Há também outros exemplos fora da Europa, dos EUA e da América Latina. Como o atual governo de Netanyahu em Israel, um dos principais aliados dos EUA, e um completo conluio do que existe pior da direita e da extrema direita sionista, que se mantém a frente governo depois de enfrentar uma grande onda de protestos populares. Ou mesmo o governo de Narendra Modi, na Índia, representante de um fundamentalismo religioso de pior espécie, mas totalmente normalizado no Ocidente – por exemplo, agora em junho, Biden vai recebê-lo em visita oficial.
De certo, que o fenômeno de extrema direita não existe com peso político significativo em todos os países do mundo. Porém, seria ingenuidade política não compreender a resiliência e o protagonismo que a extrema direita neofascista possui na atualidade, sendo um dos principais fatores presentes no cenário internacional, sobrevivendo inclusive a derrota de Trump em nas eleições estadunidense de 2020.
Uma luta que segue sendo prioritária
A permanência da extrema direita como uma das principais forças políticas na atualidade demonstra que a sua presença não é apenas um fator conjuntural. Ao contrário, parece mais ser um elemento permanente na situação política internacional nos últimos anos.
Uma característica que se explica por elementos mais estruturais, sobretudo pela permanência da crise da economia capitalista, iniciada em 2007-08, sem uma reversão estrutural até agora.
Se combina com este elemento estrutural de fracasso do sistema capitalista, a total incapacidade de sucessivos governos em resolver os problemas mais sentidos do conjuntos dos explorados e oprimidos.
Portanto, fica o alerta importante aos governos que se reivindicam de esquerda ou progressistas: concessões programáticas de fundo e a conciliação de classes acaba por gerar um fracasso das expectativas de melhorar a vida da maioria das suas populações, abrindo um caminho ainda maior para o fortalecimento dos setores mais radicais da direita e da extrema direita. O exemplo chileno, argentino ou espanhol confirmam de forma contundente este grave risco.
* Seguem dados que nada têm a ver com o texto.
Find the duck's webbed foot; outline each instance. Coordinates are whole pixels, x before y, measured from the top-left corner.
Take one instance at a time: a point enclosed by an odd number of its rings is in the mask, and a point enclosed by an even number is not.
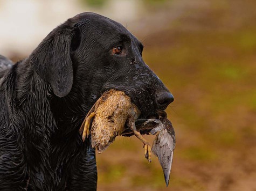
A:
[[[133,131],[134,133],[134,135],[135,135],[137,138],[138,138],[140,140],[141,140],[142,143],[143,143],[143,148],[145,150],[145,157],[147,158],[149,163],[151,162],[151,146],[149,143],[143,137],[142,135],[139,132],[137,129],[136,129],[135,124],[132,126],[132,130]]]
[[[89,131],[90,130],[90,123],[92,119],[94,117],[95,113],[92,112],[88,117],[85,119],[85,126],[82,131],[82,141],[85,141],[85,138],[89,136]],[[84,122],[83,122],[84,123]]]

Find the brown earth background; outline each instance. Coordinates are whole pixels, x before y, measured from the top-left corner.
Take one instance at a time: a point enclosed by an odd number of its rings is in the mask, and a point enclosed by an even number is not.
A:
[[[144,1],[127,25],[175,97],[176,148],[166,188],[157,158],[117,137],[96,156],[98,190],[256,190],[256,1]]]

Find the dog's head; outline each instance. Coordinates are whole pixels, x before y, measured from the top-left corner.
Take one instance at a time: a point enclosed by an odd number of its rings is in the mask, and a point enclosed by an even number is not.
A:
[[[31,60],[58,97],[77,97],[92,106],[103,92],[114,89],[128,95],[147,117],[165,109],[174,98],[143,62],[143,49],[120,24],[84,13],[52,31]]]

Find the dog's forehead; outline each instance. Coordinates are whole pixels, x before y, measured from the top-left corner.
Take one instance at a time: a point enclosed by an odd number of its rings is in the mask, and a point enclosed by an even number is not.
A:
[[[114,36],[127,36],[136,44],[140,43],[139,40],[120,23],[100,14],[84,12],[75,16],[72,19],[75,23],[86,25],[86,30],[92,30],[94,33],[99,34],[105,32]]]

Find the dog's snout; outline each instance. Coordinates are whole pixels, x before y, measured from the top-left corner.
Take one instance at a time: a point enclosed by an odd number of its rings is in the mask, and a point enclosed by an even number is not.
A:
[[[170,92],[162,92],[157,94],[156,101],[158,109],[164,110],[170,103],[174,101],[174,98]]]

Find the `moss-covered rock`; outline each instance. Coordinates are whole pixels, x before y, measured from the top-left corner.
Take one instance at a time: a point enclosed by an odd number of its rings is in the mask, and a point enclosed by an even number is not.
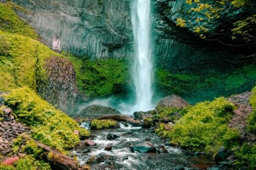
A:
[[[91,129],[95,130],[105,129],[116,127],[118,123],[111,120],[94,119],[91,122]]]
[[[41,99],[29,87],[12,90],[5,98],[18,120],[32,127],[34,138],[60,152],[79,143],[79,136],[74,131],[89,135],[89,132],[80,127],[76,121]]]
[[[64,54],[74,67],[77,87],[87,97],[127,95],[131,79],[126,59],[90,60]]]

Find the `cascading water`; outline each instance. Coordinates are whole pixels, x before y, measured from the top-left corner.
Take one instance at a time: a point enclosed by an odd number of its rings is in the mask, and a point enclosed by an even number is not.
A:
[[[154,107],[150,0],[134,1],[132,22],[135,49],[132,78],[136,92],[136,104],[133,110],[148,111]]]

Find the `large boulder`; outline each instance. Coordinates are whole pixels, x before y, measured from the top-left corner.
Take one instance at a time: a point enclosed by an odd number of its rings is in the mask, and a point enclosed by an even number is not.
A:
[[[132,152],[138,151],[141,153],[156,152],[157,149],[149,141],[146,141],[134,145],[132,147]]]
[[[190,104],[180,97],[176,95],[171,95],[163,98],[157,106],[157,108],[169,107],[177,107],[179,109],[184,108]]]
[[[110,107],[95,104],[88,106],[83,109],[75,117],[97,118],[107,115],[121,115],[121,113]]]

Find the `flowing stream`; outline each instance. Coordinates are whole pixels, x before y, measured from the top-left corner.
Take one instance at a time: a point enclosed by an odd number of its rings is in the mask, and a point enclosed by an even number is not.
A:
[[[135,58],[132,78],[135,87],[136,104],[133,111],[153,109],[152,98],[153,66],[151,46],[151,1],[135,0],[132,9]]]

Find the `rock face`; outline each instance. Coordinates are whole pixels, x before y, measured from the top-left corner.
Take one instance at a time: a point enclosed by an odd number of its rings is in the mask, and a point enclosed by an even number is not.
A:
[[[72,112],[79,95],[73,66],[67,59],[52,56],[46,61],[44,69],[48,80],[38,83],[40,95],[62,111]]]
[[[16,122],[10,108],[5,108],[3,112],[3,121],[1,121],[0,115],[0,154],[5,156],[12,151],[13,140],[20,134],[29,132],[30,128]],[[16,155],[21,153],[21,151]]]
[[[130,56],[130,0],[13,0],[18,12],[57,51],[91,58]]]
[[[75,115],[76,118],[96,118],[107,115],[121,115],[116,109],[101,105],[91,105]]]
[[[158,107],[177,107],[179,109],[184,108],[190,104],[187,102],[185,100],[180,97],[179,96],[176,95],[172,95],[168,96],[163,98],[157,106]]]
[[[138,151],[141,153],[156,152],[157,149],[149,141],[134,145],[132,147],[132,152]]]
[[[12,1],[30,12],[16,12],[57,51],[90,58],[133,56],[131,0]],[[208,73],[233,66],[226,61],[233,56],[232,49],[207,44],[176,25],[181,9],[188,7],[185,0],[152,1],[152,7],[154,60],[160,66],[179,73]]]

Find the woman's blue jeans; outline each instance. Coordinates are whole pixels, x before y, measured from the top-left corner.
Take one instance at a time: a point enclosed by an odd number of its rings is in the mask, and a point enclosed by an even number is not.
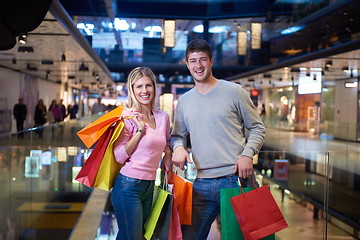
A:
[[[220,213],[220,189],[237,188],[238,176],[197,178],[193,184],[192,225],[182,225],[184,240],[206,240],[212,223]],[[243,187],[252,186],[251,178],[241,179]]]
[[[111,196],[119,228],[117,240],[143,239],[143,227],[152,206],[154,183],[153,180],[119,174]]]

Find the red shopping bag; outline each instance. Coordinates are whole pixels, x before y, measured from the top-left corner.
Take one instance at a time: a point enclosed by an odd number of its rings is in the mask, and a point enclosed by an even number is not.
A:
[[[230,201],[245,240],[264,238],[288,227],[267,185]]]
[[[175,199],[175,196],[174,196]],[[173,201],[172,204],[172,212],[170,219],[170,229],[168,240],[182,240],[182,232],[181,232],[181,224],[180,224],[180,216],[178,212],[177,205],[175,203],[176,200]]]
[[[90,148],[114,122],[119,120],[123,110],[123,106],[118,106],[81,129],[77,135],[85,146]]]
[[[174,183],[175,203],[178,206],[180,223],[184,225],[192,224],[192,182],[180,177],[177,174],[172,174],[172,181]]]
[[[108,128],[105,133],[99,138],[93,151],[88,159],[85,161],[80,172],[75,180],[88,187],[93,187],[97,172],[100,167],[101,160],[105,154],[107,145],[114,132],[114,128]]]

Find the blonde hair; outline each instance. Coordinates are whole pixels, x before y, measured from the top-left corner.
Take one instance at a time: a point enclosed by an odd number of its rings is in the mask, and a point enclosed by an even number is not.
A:
[[[127,78],[127,89],[128,89],[128,106],[127,107],[128,108],[134,108],[135,110],[140,110],[141,105],[136,100],[133,87],[134,87],[135,82],[144,76],[149,77],[154,84],[154,98],[151,100],[151,109],[152,110],[156,109],[156,101],[155,101],[156,100],[156,78],[155,78],[153,71],[151,71],[151,69],[148,67],[137,67],[137,68],[134,68],[129,73],[129,76]]]

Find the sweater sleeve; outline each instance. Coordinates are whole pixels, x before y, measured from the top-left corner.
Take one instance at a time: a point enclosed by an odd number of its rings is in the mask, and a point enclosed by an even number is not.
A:
[[[123,164],[130,157],[125,151],[125,144],[131,139],[134,131],[134,123],[127,119],[124,120],[124,128],[119,138],[114,143],[114,155],[118,163]]]
[[[174,150],[178,146],[186,148],[186,137],[188,130],[185,125],[184,116],[181,112],[181,97],[175,109],[173,129],[171,132],[170,146]]]
[[[240,114],[244,121],[245,128],[249,130],[247,143],[241,155],[252,158],[255,154],[259,153],[265,141],[266,129],[248,92],[241,86],[238,86],[237,89],[241,96],[238,101]]]
[[[166,145],[170,146],[170,118],[166,113]]]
Mas, este processo exige também dos socialistas uma política permanente de frente única da esquerda e dos movimentos para enfrentar os ataques aos direitos sociais e democráticos, destacando a importância de uma política unitária antifascista.
Esta política deve começar prioritariamente na intervenção concreta nos espaços da luta de classes, pois é nas luta direta que se concentra o cenário principal para enfrentar e buscar uma derrota mais de fundo das alternativas da extrema direita neofascista.
Entretanto, a prioridade na ação direta, não deve significar uma postura contemplativa nos processos eleitorais, pois a luta contra o neofascismo deve ser dada de forma prioritária em todos os espaços possíveis.
Inclusive, o exemplo brasileiro, demonstra as eleições exigem dos socialistas uma busca permanente por confluências políticas de esquerda, mantendo a independência política e as devidas diferenciações programáticas.
Da mesma forma, o firme combate contra ao risco da chegada da extrema direita neofascista aos governos, seja como maioria seja como parte integrante de novas administrações de direita, deve exigir táticas políticas especiais, que busquem defender os direitos da maioria do povo e manter e fortalecer a audiência das organizações socialistas mesmo em períodos de retrocessos.